Should I Be Worried About Periodontal (Gum) Disease in My 20s and 30s?

Also known as periodontitis, periodontal disease, and pyria, periodontal gum disease is a progressive disease that may lead to tooth loss if it is left untreated. It begins when the gingival tissues which are responsible for supporting the teeth become irritated and inflamed. The inflammation is caused by plaque toxins which create a bacterial infection. When this bacterial infection arises, deep pockets between the teeth and gums form.

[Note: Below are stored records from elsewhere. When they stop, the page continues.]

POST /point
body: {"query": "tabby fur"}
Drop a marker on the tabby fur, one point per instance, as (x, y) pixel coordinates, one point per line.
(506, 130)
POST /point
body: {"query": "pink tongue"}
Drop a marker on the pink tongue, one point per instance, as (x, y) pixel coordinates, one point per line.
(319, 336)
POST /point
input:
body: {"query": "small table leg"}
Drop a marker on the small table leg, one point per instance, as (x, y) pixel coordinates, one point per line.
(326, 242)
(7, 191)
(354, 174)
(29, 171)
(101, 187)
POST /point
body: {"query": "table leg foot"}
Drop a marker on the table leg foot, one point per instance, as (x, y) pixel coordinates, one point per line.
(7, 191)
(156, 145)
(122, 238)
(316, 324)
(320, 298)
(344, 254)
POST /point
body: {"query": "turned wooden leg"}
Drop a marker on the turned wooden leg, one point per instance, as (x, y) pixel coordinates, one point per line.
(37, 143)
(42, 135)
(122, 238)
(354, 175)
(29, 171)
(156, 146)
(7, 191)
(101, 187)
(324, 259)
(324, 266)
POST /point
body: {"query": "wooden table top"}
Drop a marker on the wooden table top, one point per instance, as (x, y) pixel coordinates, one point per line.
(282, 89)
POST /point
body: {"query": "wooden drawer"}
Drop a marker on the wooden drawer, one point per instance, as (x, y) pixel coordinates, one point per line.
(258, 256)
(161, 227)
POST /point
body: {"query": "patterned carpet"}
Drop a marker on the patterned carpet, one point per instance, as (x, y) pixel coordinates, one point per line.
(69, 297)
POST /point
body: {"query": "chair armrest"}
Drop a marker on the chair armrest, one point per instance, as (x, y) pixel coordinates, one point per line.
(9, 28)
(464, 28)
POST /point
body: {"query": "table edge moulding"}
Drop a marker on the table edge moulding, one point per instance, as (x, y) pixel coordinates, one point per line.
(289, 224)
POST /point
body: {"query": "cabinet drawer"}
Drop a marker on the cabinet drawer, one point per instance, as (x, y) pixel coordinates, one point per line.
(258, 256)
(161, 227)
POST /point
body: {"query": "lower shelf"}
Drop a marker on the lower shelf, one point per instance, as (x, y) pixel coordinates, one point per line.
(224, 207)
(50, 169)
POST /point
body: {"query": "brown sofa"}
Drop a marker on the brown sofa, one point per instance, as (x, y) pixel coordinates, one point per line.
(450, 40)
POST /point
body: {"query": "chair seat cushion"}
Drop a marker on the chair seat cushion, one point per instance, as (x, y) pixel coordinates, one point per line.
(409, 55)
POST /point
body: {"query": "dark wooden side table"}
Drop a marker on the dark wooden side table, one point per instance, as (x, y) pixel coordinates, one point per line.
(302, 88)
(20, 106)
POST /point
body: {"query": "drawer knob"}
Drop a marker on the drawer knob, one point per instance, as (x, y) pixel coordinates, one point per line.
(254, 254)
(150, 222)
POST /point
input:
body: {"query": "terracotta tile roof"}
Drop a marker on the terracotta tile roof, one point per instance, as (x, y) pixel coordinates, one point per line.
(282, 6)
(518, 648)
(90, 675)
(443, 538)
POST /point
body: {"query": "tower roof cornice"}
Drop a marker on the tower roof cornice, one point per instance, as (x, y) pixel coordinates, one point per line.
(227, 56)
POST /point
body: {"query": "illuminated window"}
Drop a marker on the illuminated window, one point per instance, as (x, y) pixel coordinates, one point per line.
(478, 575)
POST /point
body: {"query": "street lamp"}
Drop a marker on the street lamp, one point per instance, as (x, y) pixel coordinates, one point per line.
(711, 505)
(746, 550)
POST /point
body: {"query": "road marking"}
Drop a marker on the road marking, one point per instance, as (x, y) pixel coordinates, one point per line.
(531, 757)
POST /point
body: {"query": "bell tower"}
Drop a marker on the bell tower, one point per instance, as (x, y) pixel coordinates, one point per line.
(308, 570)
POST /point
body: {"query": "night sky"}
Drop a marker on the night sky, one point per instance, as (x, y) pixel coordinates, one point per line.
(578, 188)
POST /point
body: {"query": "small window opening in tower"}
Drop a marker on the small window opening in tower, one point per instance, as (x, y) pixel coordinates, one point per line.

Early Treatment is Crucial

The effects of the bacterial infection can be reversed if periodontal gum disease is treated in time. If the infection progresses, the gums and underlying jawbone may deteriorate and eventually cause the teeth to fall out. In severe cases, the bacteria from this infection can make its way through the bloodstream and into other areas of the body. Therefore, early detection and treatment is a must.

Risk Factors and Symptoms

Smokers as well as those who practice poor hygiene or are stressed, diabetic, pregnant or going through menopause, are at a higher risk for developing this condition. Unfortunately, symptoms of periodontitis are not noticeable until the condition advances. These symptoms include persistent bad breath, discomfort while chewing, swollen or red gums, tender or bleeding gums, sensitive teeth, or loose teeth.

Who Gets Periodontal Gum Disease?

Most people do not display any signs of gum disease until they are in their 40s. However, if you are in your 20s or 30s and diagnosed with periodontal gum disease, do not worry. You can treat it by visiting a highly skilled Raleigh dentist at Lane & Associates.

Treatment Options

If you are in your 20s or 30s and diagnosed with periodontal gum disease, a number of treatment options may be recommended and performed by your dentist. The most common treatment is called scaling and root planing. Scaling and root planing involves scraping off the plaque from above and below the gum line in addition to getting rid of rough areas on the root of the tooth.

Medications and procedures such as flap surgery or a bone or tissue graft may be suggested as well. Your treatment plan will depend on the severity of your condition, certain risk factors, and your ability to follow a prescribed at-home regimen.